Varghese, N.V. (eng.)
Mar 21st, 2011 by Charlotte Haug
Varghese writes:
I came in close contact with Professor Gudmund Hernes during the turn of this century when he became Director of the International Institute for Educational Planning, Paris.
Professor Hernes showed an adorable capacity to draw generalizations from context specific issues and we always admired his efforts to reposition educational planning and IIEP in an intellectual context and tradition. He elevated the nature and level of discourse in the Institute. The re-organization he initiated was an exercise in democratization of the decision-making process in the Institute.
I had an opportunity to work with him very closely on one of his pet projects at IIEP – introducing the Master’s degree option in the Institute’s Advanced Training Programme. The initial struggles to conceptualize the new programme, to transform the concept into operational principles and a successful practice, were memorable and a rewarding learning experience for establishing a new social equilibrium. His vision and his zeal to realize the vision made all the difference in implementing a programme which was core to many subsequent changes in the Institute.
His sense of humour, personal touch in inter-personal interactions, and his sensitivity in a multi-cultural and multi-faith context made him a dear friend and advisor to many in the Institute, and he commanded a high degree of respect and regard from all.
We still derive benefit from the high levels of intellectual discourses and democratic discussions and decision-making processes he initiated. For me, interactions with him are professionally enriching and intellectually rewarding.
I wish him many more Happy Birthdays!
Varghese is a great scholar, a great organizer – and a great friend.
He tutored me on the 1997 Asian Financial crisis and its impacts on global education, he enlightened me on both social structure and politics of India, he updated me on higher education in Africa. Varghese is a global scholar, with an overview which few scholars at universities attain because he is also so widely travelled, providing him with the opportunity to pick up from missions what you cannot yet find in publications.

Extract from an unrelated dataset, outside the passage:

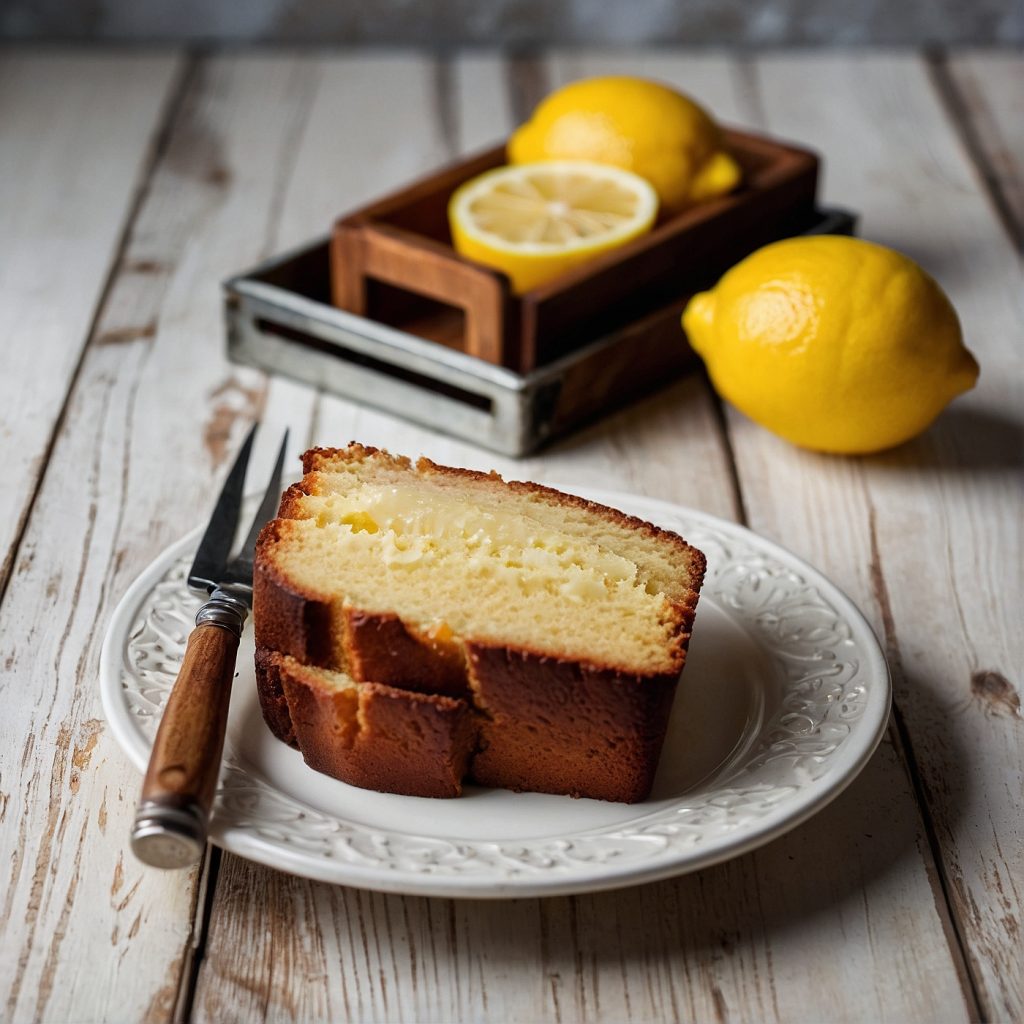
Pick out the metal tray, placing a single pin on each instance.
(280, 318)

An then there is Varghese the organizer – with the strategic view for where we are going, for the skill in getting all the elements that are needed to implement a program in place in time – also when it implies lots of work and lots of coaxing to generate all the inputs from all those whose contribution is needed – and to make a program legitimate. So when the Master Programme at IIEP was put in place and the “Blue Book” got written, it was in large part due to the unfailing and imaginative and persevering work of Varghese.

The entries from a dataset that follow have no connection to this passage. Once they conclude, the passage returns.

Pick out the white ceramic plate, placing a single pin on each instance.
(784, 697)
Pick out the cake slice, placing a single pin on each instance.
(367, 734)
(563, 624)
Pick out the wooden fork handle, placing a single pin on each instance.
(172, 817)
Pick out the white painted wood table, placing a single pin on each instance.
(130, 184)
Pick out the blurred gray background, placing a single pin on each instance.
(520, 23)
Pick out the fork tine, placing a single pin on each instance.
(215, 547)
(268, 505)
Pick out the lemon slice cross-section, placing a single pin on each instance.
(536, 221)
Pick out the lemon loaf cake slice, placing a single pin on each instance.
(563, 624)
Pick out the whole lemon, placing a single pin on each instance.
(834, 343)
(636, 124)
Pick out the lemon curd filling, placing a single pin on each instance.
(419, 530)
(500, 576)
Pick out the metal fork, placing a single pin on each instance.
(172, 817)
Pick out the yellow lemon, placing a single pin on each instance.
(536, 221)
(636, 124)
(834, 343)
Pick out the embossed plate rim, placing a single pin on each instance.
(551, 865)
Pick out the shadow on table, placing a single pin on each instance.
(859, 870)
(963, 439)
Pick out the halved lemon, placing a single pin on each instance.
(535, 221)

Varese has two other capacities that must be mentioned: The courage to speak truth to power – even when it might be more self-serving to keep quiet. This is particularly prominent in cases where he sees the need to hold standards and maintain professionalism: Varghese is totally incorruptible.
Then his store of stories: the many humorous asides he commands to illustrate and enlighten an argument. He knows very well that a joke can make a dead serious point!
A special fondness for the trips he helped organize to his home country India, for the joys of his family he shared with Charlotte and me – and all the superb Indian food he introduced us to!
And Varghese could tell some sobering stories about international organizations, not all of them humorous.